The naval officers and men acted with the greatest efficiency and both myself and wife were treated with extreme courtesy. In the somewhat difficult task of getting us through the frantic crowds and on to the launch, the young native-born Americans were also cool-headed and capable. There was great danger of the launch being rushed and swamped by the desperate, terrified people swarming the wharf. One frightened man who jumped into it, was thrown into the sea by a young American. He was promptly fished out again and went away ashamed and very wet. It was this incident, happening at a psychological moment, and the determined guard kept by bluejackets and a few native-born Americans, which enabled us to embark and get away.
The last view of the ill-fated town by daylight was one of vast enveloping clouds rolling up to heaven, a narrow water-front covered with a great throng of people—an ever-increasing throng, with the fire behind and the sea before, and a powerful fleet of inter-allied battle-ships, among which were two American destroyers, moored a short distance from the quay and looking on.
As the destroyer moved away from the fearful scene and darkness descended, the flames, raging now over a vast area, grew brighter and brighter, presenting a scene of awful and sinister beauty. Historians and archeologists have declared that they know of but one event in the annals of the world which can equal in savagery, extent and all the elements of horror, cruelty and human suffering, the destruction of Smyrna and its Christian population by the Turks, and this was the demolition of Carthage by the Romans.
Certainly at Smyrna, nothing was lacking in the way of atrocity, lust, cruelty and all that fury of human passion which, given their full play, degrade the human race to a level lower than the vilest and cruelest of beasts. For during all this diabolical drama the Turks robbed and raped.
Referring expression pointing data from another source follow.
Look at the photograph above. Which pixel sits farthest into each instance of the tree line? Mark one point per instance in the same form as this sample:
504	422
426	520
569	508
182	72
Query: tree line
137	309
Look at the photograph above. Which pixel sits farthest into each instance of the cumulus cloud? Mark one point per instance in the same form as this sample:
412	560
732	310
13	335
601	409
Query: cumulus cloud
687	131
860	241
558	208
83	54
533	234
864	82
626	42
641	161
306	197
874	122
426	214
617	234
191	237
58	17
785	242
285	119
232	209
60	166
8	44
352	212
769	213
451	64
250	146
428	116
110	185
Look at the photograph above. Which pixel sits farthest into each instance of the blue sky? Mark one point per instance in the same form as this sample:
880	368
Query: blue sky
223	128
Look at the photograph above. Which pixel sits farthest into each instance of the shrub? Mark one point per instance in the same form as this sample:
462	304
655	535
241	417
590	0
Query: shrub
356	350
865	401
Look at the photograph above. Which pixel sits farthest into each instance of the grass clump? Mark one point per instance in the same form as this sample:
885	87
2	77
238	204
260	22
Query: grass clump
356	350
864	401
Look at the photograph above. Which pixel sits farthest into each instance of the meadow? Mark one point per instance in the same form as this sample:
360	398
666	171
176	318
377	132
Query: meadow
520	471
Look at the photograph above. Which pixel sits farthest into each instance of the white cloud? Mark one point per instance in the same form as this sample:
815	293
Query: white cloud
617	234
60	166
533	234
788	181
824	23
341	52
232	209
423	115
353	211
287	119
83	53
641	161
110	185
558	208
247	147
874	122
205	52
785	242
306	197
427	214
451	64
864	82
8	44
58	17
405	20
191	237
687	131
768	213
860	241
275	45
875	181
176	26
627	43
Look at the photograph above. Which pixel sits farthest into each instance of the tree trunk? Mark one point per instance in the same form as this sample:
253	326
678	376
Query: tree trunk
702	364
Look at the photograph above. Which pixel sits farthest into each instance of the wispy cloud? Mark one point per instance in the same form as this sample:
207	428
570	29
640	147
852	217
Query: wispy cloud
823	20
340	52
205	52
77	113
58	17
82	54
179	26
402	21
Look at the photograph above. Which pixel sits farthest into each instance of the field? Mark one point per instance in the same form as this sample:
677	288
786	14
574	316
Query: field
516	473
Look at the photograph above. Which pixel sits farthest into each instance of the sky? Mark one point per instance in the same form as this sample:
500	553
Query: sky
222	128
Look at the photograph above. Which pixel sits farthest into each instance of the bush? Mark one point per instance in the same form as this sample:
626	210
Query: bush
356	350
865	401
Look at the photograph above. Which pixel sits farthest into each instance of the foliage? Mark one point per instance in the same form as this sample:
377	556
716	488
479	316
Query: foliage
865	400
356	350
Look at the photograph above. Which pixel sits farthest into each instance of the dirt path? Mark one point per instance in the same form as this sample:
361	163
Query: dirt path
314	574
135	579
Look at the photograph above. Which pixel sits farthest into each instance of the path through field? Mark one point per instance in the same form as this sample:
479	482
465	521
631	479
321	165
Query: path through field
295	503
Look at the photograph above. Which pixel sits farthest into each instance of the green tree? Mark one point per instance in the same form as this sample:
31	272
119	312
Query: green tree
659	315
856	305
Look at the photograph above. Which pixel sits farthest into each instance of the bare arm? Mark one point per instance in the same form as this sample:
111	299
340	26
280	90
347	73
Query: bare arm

Even the raping can be understood as an impulse of nature, irresistible perhaps, when passions are running wild among a people of low mentality and less civilization, but the repeated robbing of women and girls can be attributed neither to religious frenzy nor to animal passions. One of the keenest impressions, which I brought away with me from Smyrna was a feeling of shame that I belonged to the human race.
At the destruction of Smyrna there was one feature for which Carthage presents no parallel. There was no fleet of Christian battle-ships at Carthage looking on at a situation for which their governments were responsible. There were no American cruisers at Carthage.
The Turks were glutting freely their racial and religious lust for slaughter, rape and plunder within a stone’s throw of the Allied and American battle-ships because they had been systematically led to believe that they would not be interfered with. A united order from the commanders or from any two of them—one harmless shell thrown across the Turkish quarter—would have brought the Turks to their senses.
And this, the presence of those battle-ships in Smyrna harbor, in the year of our Lord 1922, impotently watching the last great scene in the tragedy of the Christians of Turkey, was the saddest and most significant feature of the whole picture.